Definition
Source provenance is the documented chain of origin, ownership, and transformation history for any piece of data or content used in an AI system. It answers the questions: where did this information come from, who published it, when was it last updated, and what processing has it undergone? In legal AI, provenance is essential because the authority and reliability of a source directly affect the trustworthiness of any answer derived from it.
Why it matters
- Authority verification — in tax law, a ruling from the Constitutional Court carries more weight than a parliamentary question; provenance metadata enables the system to distinguish between source authority levels
- Freshness tracking — knowing when a source was published and whether it has been amended or repealed prevents the system from citing outdated provisions
- Compliance — the EU AI Act and GDPR both impose requirements around data transparency and traceability that provenance metadata helps satisfy
- Reproducibility — when an AI system produces an answer, provenance records allow anyone to trace the answer back to its original sources and verify correctness
How it works
Provenance tracking operates across the data lifecycle:
-
Ingestion — when a document enters the system, it is tagged with metadata: publication source (Belgian Official Gazette, FPS Finance, court database), publication date, authority level, document type (law, royal decree, circular, ruling), and jurisdictional scope
-
Transformation — as the document is processed (parsed, chunked, cleaned, embedded), each transformation step is recorded. If text was extracted from a PDF, OCR confidence is logged. If a chunk boundary was adjusted, the original and modified versions are linked.
-
Storage — provenance metadata is stored alongside the document content in the knowledge base, making it available at query time for filtering, ranking, and citation generation
-
Citation — when the system generates an answer, it includes provenance information in its citations: the specific source document, its publication date, the relevant article or section, and a link to the authoritative text. This allows the user to verify the answer against the original source.
Common questions
Q: How is source provenance different from citation?

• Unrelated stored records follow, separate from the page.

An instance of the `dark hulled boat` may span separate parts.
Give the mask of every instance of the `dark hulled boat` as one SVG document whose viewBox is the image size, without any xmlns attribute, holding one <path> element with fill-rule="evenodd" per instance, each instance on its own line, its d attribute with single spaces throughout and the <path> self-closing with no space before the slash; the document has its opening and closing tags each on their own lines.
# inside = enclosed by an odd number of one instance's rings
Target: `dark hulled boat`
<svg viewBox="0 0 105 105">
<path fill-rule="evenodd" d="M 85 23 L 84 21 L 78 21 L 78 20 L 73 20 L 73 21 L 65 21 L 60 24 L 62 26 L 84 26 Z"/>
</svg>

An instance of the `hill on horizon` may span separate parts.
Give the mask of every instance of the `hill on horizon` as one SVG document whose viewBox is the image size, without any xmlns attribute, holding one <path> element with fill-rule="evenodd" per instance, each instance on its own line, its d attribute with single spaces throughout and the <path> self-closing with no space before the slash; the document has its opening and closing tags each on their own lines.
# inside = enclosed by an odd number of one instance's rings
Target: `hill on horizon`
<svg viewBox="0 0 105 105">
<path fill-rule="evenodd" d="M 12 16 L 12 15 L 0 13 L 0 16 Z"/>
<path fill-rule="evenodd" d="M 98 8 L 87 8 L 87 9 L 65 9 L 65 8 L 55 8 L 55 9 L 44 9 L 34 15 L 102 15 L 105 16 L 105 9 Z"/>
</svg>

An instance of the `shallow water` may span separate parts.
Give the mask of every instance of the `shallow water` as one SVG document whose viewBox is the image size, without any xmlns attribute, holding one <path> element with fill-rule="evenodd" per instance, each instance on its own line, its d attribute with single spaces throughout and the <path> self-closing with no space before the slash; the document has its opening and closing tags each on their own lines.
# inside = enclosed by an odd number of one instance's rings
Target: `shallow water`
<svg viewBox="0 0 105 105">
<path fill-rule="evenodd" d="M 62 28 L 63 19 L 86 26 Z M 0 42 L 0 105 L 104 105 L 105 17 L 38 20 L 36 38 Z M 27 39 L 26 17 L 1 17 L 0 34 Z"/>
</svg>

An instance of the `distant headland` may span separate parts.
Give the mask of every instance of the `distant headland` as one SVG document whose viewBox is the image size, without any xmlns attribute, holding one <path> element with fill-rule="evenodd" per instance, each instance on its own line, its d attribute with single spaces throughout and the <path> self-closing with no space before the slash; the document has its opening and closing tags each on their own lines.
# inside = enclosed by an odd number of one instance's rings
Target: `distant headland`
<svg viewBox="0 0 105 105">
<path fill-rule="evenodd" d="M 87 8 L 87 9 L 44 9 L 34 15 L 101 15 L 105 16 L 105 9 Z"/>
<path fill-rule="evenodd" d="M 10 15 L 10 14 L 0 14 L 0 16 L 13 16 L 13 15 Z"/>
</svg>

A: Citation tells you which source was used in an answer. Source provenance is broader — it includes the full lifecycle of the data: where it was collected, how it was processed, and every transformation it underwent before being used. Citation is what the user sees; provenance is the full chain behind it.
Q: Why does source authority matter for AI answers?
A: Not all legal sources carry equal weight. Legislation overrides administrative circulars; Supreme Court decisions override lower court rulings. A system without provenance-based authority ranking might give equal weight to a ministerial FAQ and a binding law, producing misleading results.
Q: How does provenance support GDPR compliance?
A: GDPR requires organisations to know where personal data came from and how it is processed (Articles 13-14 on transparency, Article 30 on records of processing). Source provenance provides this documentation, showing the data’s origin, processing history, and current use within the AI system.